The Text Alignment Network is a modular suite of XML encoding formats, each one designed for a specific type of textual data, divided into three classes: transcriptions (class 1), annotations and alignments of transcriptions (class 2), and everything else (class 3).

Class 1, representations of textual objects, consists solely of transcription files. Each transcription file contains the text of a single work from a single text-bearing object (which we term scriptum), whether physical or digital. There are two types of transcription file: a standard generic format and a TEI extension. These two types are differentiated by the root element, <TAN-T> and <TEI> respectively.

Class 2, annotations of class 1 files, are used to encode claims about texts, and to align them. There are two types of alignment, one for broad, general alignments and another for granular, word-for-word aligments. The former, with <TAN-A-div> as the root element, aligns any number (one or more) of class 1 files, and permits assorted claims about those files. The latter, <TAN-A-tok>, aligns only pairs of class 1 files. Lexico-morphology files, <TAN-A-lm>, are used to encode the lexical and morphological (or part of speech) forms of individual words in a single class 1 file.

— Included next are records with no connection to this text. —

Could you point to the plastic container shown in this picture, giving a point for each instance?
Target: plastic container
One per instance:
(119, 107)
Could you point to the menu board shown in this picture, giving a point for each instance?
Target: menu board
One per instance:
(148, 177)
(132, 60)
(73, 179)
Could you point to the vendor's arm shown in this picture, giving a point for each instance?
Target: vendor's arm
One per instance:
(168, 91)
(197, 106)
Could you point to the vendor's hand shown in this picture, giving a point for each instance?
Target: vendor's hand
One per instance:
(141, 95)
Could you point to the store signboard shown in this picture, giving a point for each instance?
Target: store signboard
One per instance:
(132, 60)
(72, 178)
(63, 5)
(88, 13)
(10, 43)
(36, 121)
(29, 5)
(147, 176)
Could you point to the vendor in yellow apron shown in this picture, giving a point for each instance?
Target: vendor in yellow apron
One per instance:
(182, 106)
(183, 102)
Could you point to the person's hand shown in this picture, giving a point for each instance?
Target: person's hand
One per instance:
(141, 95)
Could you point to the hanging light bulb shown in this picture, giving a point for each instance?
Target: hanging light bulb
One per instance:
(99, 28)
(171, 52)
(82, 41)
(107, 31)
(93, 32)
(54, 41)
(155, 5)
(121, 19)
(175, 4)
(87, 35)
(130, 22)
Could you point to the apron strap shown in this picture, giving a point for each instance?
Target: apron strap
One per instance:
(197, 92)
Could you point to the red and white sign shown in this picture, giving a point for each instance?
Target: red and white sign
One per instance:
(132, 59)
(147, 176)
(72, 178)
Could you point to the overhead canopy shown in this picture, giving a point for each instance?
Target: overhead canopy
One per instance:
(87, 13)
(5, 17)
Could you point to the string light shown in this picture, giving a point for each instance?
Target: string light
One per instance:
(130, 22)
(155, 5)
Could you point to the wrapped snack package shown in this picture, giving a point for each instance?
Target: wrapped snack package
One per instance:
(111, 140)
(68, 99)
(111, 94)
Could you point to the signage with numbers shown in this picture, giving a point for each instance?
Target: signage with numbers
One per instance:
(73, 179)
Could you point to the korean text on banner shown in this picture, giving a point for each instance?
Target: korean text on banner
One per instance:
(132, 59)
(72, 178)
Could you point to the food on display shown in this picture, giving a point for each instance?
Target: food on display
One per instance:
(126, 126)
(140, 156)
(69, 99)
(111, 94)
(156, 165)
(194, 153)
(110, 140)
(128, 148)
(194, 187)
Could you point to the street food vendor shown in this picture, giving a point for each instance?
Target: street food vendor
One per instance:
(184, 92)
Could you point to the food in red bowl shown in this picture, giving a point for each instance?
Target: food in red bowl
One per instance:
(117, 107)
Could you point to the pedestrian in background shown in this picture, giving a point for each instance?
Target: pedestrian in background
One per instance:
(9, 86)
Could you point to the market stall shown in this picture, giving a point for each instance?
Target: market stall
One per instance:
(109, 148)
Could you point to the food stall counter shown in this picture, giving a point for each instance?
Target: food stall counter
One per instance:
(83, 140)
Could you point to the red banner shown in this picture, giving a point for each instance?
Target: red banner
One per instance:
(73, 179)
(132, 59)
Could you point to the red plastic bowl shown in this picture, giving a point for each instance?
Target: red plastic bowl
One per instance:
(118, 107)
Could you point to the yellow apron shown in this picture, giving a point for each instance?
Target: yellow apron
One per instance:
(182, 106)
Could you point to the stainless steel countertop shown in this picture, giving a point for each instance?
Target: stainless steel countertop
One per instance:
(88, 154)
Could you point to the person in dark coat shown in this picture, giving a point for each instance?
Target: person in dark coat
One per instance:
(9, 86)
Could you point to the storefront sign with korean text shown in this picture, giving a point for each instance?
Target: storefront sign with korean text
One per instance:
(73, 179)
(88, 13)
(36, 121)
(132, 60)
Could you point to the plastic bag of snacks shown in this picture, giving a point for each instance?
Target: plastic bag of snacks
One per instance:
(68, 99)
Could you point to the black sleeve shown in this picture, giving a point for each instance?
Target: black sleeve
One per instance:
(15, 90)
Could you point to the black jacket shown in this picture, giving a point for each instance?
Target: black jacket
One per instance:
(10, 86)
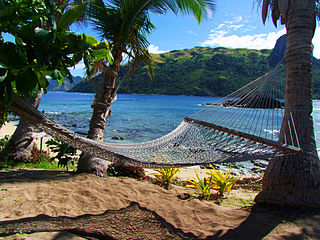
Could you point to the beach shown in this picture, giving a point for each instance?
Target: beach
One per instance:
(43, 204)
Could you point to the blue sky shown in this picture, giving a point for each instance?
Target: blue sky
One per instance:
(234, 24)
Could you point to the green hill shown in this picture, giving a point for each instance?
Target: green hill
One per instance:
(67, 85)
(197, 71)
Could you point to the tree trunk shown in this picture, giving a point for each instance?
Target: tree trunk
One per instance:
(101, 111)
(20, 144)
(295, 179)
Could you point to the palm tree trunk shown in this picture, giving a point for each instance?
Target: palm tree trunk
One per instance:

Class 3, covers everything else. <TAN-mor> is used to define the grammatical categories or features of a given language and to specify rules for tagging words in a dependent TAN-A-lm file. <TAN-key> collects and defines terms frequently used in other TAN files. <collection> marks TAN catalog files, which provide an index of locally available TAN files.

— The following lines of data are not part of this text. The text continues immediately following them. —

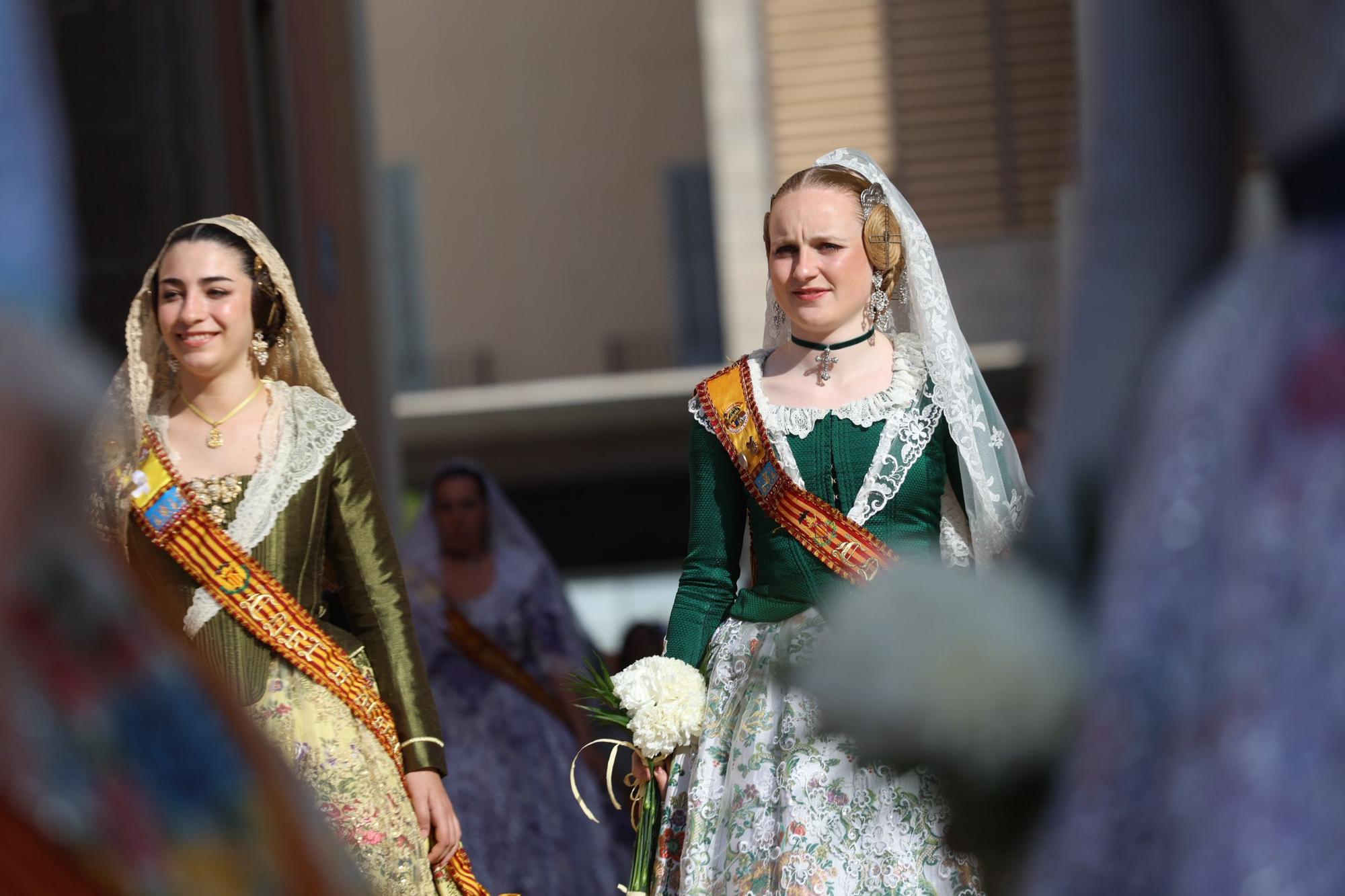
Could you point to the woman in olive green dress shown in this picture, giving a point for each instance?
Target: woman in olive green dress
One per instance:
(223, 368)
(871, 401)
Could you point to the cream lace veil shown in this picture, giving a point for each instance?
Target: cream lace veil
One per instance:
(145, 378)
(996, 490)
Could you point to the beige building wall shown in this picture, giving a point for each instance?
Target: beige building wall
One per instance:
(540, 135)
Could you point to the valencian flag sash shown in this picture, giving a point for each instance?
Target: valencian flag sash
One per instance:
(162, 506)
(845, 546)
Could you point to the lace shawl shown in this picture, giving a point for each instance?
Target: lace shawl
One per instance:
(301, 431)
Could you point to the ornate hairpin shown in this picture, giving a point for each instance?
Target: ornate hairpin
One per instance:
(871, 198)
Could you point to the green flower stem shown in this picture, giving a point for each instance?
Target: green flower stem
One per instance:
(646, 838)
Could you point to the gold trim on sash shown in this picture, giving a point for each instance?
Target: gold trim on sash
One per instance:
(167, 514)
(845, 546)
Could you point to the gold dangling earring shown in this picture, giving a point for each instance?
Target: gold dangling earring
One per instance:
(260, 350)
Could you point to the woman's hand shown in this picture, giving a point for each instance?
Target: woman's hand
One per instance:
(642, 772)
(435, 813)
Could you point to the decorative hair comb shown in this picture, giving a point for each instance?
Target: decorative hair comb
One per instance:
(872, 197)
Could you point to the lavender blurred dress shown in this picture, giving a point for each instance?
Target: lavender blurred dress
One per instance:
(1213, 752)
(508, 758)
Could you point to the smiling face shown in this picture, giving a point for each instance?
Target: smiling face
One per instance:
(205, 307)
(820, 271)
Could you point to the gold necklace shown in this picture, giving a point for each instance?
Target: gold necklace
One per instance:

This modular approach supports what is sometimes called stand-off annotation (or stand-off markup), in contrast to in-line annotation, in which a text and its annotations are placed in a single file. (Most TEI and HTML files feature in-line annotation.) In stand-off annotation, the annotations reside in files separate from the text. This provides several benefits:

An editor can work on a file with minimal distraction, focusing on a limited set of closely related questions.
Editors can work off the same master files, even if they have very different research interests.
Complementary or competing annotations can be made, even if those annotations overlap (a major problem for in-line annotation, where according to XML rules no element may interlock or overlap with another).
TAN files become, collectively, a complex dataset, supporting lines of research that might not have been anticipated by any single project.
Editorial labor can be conducted without central coordination, as individuals work at their own pace, independently, on separate files.
When errors are found, they can be corrected in master files. Anyone depending upon that master file as a source will be notified of changes that have been made and they can deal with them accordingly. (Editor 1 can post typographical corrections, and if she logs the change with a time-date stamp, anyone using the file, upon validating their files, will be sent information or a warning about the change. Similarly, Editors 2 and 4 can let Editor 1 know about their work, and Editor 1 can update the Old French versions with cross-references.)
Any data file can be released, circulated, and used independent of any other that points to it, or to which it points.
Connected files can be combined and transformed in any number of ways to produce a wide variety of derivative documents (e.g., collated versions, statistical analysis). A transformation created for one set of TAN documents will work identically on other TAN documents of the same format. (If someone creates a tool to synthesize a transcription and an associated TAN-A-lm file, it can be applied to both Editor 2's and Editor 4's work.)
The TAN family of formats can be expanded to allow other types of linguistic data, and therefore other lines of research.

Stand-off annotation is not without liabilities. Files might be altered or altogether deleted, rendering dependent files meaningless. An editor may find that not having the annotated text in the same place as the annotation is an inconvenience. These are significant challenges, but TAN validation rules have been designed to mitigate these as much as possible.